Some things do get better with age.
Feud: Bette and Joan, FX’s limited series about the animosity between titular Oscar-winners Davis (Susan Sarandon) and Crawford (Jessica Lange) in 1960s Hollywood, impressed me in its early going. But, ultimately, the show fell short of transcendence. There was plenty to like, from the carefully executed sets and costumes to the shrewd perspective on Davis as the ultimate survivor to Lange’s woozy Crawford, on the verge of losing what was most important to her: control. But the show’s device of a documentary crew talking to bystanders about the grande dame contretemps yielded a lot of very thudding exposition but little of the insight so evident elsewhere in the show. It may have been employed intermittently, but each time it became more irritating. We were first shown, artfully and in self-consciously grand terms, how the movie industry had mistreated Davis and (most especially) Crawford, and then we were told it.
Still, Feud‘s final episode, which aired Apr. 23, cemented what was already one of the year’s biggest achievements as one of the best, too. Partly, it was the episode’s early focus on Crawford. I’d been spurious as to how Feud would keep going once Davis and Crawford left one another’s lives. But that was before it became clear that Bette and Joan was really a story in which Joan came first. As played by Lange, she was at once provocateur and victim, a master game-player who had lost any sense of fun. With movies largely behind her, Crawford played the lead in her own private drama.

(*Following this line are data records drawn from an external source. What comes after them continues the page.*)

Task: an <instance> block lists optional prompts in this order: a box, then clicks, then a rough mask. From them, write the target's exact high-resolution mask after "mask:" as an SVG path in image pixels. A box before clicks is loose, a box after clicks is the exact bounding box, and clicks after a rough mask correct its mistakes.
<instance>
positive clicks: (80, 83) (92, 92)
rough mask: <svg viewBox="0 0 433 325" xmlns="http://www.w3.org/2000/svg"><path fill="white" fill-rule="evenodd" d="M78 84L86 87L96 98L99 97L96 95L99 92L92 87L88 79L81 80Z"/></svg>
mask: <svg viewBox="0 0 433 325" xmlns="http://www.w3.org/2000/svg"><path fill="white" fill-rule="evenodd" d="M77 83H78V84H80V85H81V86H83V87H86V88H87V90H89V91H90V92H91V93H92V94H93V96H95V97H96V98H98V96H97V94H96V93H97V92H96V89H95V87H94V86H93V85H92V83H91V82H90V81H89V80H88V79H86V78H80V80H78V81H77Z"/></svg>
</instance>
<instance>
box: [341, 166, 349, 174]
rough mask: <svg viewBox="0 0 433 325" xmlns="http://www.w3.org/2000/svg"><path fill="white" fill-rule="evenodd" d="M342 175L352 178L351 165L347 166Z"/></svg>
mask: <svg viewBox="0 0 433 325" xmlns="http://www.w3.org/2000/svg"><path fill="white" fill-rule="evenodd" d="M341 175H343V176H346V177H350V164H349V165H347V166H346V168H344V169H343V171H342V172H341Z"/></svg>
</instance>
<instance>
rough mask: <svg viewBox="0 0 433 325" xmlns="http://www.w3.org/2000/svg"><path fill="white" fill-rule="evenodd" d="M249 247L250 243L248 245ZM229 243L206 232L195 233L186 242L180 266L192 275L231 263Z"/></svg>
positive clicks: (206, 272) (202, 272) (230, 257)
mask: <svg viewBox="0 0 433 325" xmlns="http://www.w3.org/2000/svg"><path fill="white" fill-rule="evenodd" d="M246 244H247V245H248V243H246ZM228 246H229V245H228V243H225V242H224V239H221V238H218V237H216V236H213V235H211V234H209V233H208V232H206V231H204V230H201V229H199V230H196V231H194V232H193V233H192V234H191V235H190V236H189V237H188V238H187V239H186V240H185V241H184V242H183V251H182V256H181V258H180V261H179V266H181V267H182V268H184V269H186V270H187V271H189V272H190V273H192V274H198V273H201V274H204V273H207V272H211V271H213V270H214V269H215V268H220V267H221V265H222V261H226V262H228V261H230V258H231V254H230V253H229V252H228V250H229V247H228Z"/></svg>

For all her vanities and all her ability to get sucked into the feud, Sarandon’s Davis could never be this show’s engine. She, after all, was Hollywood’s golden child but hardly emblematic—the cerebral actor’s actor for whom glamour was important but not essential. She’s interesting, but there’s only so much to learn from a sui generis case. (Though the degree to which even that seemingly less constricting image was a bind is still fascinating. After moving on from Crawford, Davis tries to pick a feud with the above-it-all Katharine Hepburn. And she can’t help herself from delivering a cruel one-liner after Crawford’s death, regretting it even as she says it.)
Crawford, more broken by the system, has more to show. And boy, does she. Early un the finale, Crawford’s vanity seems less crushed by the humiliations she’s suffered than pressed like a flower between the pages of a book—changed by stress into something odd though somewhat like itself. To see her explain “the buckle,” her tooth-removal surgery meant to create the appearance of strong cheekbones that is now causing bone loss, is haunting. Crawford knows young people would never understand, and knows, somewhere inside, that she’s done damage to herself. But she would never admit it. It’s easier, finally, to give up. The series of events, including the filming of sci-fi disaster Trog and health setbacks, that culminate in her withdrawing into her apartment forever are both beautifully (and, no surprise, wittily) rendered. This all takes on the tones of Hollywood melodrama. Crawford, who so deeply identified with the image she’d crafted character by character, was a self-styled survivor. The show’s creators know it’d take a lot to make her quit.
Feud made its points loudly and boldly, but I found myself vibing with it more and more as I tapped into its particular tone. Maybe it’s easier to connect with a show that does its best work at an operatic volume once you’ve grown more sympathetic to a subject who’s the same. Or maybe I was waiting for something—a camp extravaganza, a subversive and draggy soap—that Feud, patient and earnest, never tried to be. The documentary aspect works in the finale, bringing together as it does characters from across the series to eulogize Joan. It’s subtle as a sledgehammer, and so is a scene in which a young (evidently) gay man shows up at Crawford’s book signing to tell her she’s a survivor. There’s a surrender needed for Feud to work on you that’s not required from most contemporary entertainment.
This makes it an unusual project, of sorts, for Ryan Murphy, whose work more often suggests a harsh critic of society than a fan. But movie love and deep humanity make Feud something special and odd. There’s plenty Feud has to say, but precious little edge. Like Big Little Lies, its contemporary and its likely Emmy competitor, it dreams a world in which women cooperate. But it also depicts, in frank, unadorned, and empathetic ways the toll that’s exerted when they cannot.